Patrick McEleney is looking forward to a return to full fitness.
Patrick McEleney is confident that he will soon return to 100% fitness after undergoing a successful operation on BOTH his achilles tendons in Sweden.
The Derry City captain had a year to forget in 2023, starting just 10 league games in all and not completing 90 minutes since the end of March due to an injury which prevented him from even training on a week-to-week basis.
Admitting that he was in agony some weeks leading into games, McEleney was unable to influence games as he would have liked, with a solution desperately needed as the campaign reached its end. That solution came in Malmo just three weeks ago when he finally went under the knife to fix a long-standing and frustrating problem.

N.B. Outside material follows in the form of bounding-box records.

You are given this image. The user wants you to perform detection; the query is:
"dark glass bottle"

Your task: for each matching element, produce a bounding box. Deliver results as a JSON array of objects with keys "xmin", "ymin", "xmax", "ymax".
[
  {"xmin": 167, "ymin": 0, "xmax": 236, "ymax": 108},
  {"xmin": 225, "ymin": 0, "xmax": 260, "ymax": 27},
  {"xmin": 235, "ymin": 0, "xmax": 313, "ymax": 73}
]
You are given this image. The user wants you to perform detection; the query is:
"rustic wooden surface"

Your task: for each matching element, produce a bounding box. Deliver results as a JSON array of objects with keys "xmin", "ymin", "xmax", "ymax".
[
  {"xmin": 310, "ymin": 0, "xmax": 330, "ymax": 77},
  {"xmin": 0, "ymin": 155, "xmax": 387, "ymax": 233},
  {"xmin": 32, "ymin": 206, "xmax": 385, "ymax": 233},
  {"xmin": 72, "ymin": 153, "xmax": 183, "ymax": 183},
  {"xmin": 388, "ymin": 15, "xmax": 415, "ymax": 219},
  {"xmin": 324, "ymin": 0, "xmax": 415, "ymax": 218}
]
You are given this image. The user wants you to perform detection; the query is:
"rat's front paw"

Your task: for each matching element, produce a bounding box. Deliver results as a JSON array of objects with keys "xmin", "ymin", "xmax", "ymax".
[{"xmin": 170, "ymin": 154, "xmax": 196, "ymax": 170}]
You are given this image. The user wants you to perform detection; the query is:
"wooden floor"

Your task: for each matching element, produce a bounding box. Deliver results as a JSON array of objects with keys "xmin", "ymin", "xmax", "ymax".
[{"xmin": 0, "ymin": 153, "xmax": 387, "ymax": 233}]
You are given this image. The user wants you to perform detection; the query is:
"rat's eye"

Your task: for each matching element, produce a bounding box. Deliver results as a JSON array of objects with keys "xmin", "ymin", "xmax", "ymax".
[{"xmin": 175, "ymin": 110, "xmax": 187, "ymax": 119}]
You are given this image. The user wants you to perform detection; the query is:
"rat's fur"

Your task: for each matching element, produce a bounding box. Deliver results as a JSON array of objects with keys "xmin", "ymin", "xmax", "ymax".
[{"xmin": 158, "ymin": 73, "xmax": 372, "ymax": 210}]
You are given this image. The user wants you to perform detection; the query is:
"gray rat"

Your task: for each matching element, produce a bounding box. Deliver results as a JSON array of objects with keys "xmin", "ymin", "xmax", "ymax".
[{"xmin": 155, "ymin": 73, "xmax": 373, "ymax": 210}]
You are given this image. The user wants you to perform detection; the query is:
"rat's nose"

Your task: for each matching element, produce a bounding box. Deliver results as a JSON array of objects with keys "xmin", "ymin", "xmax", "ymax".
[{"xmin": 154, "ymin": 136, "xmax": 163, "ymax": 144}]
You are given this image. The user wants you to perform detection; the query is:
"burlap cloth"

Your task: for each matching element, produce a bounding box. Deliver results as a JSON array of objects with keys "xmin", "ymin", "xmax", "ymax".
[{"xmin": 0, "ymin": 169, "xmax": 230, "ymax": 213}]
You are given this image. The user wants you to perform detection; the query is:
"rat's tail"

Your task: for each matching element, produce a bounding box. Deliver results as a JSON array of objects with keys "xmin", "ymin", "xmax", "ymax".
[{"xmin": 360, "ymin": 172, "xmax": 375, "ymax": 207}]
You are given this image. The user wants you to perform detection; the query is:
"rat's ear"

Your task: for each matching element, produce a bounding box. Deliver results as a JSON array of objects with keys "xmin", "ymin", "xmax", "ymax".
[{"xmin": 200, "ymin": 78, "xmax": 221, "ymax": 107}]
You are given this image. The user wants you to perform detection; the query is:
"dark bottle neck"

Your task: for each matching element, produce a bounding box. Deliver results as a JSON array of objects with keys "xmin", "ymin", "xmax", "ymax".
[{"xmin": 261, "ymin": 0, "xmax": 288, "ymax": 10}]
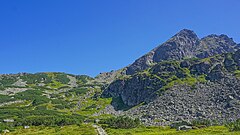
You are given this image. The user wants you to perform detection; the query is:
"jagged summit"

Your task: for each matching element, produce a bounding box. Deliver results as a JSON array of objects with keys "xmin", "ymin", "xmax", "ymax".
[
  {"xmin": 126, "ymin": 29, "xmax": 240, "ymax": 75},
  {"xmin": 174, "ymin": 29, "xmax": 198, "ymax": 39}
]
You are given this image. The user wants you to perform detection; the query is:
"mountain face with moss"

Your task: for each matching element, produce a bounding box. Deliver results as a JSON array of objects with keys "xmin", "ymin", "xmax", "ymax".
[
  {"xmin": 0, "ymin": 29, "xmax": 240, "ymax": 132},
  {"xmin": 102, "ymin": 30, "xmax": 240, "ymax": 125}
]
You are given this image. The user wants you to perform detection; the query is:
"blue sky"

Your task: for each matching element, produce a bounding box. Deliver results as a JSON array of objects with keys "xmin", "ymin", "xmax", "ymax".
[{"xmin": 0, "ymin": 0, "xmax": 240, "ymax": 76}]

“I was relieved,” he admitted. “Loads of people were asking me if I was nervous going into it, but I was just desperate to get it done. “Desperate” would be the word, so I’m just glad it’s done now and I’m back.
“It was just a painful year all round. I couldn’t really train properly and I was just in agony playing all the time. People would have come to me and said “You looked alright” and “You didn’t look as if you were in pain”, but obviously needing double surgery was the answer.”
McEleney is keen to look forward rather than behind, but he will never forget just how difficult it was at certain times of a painful season.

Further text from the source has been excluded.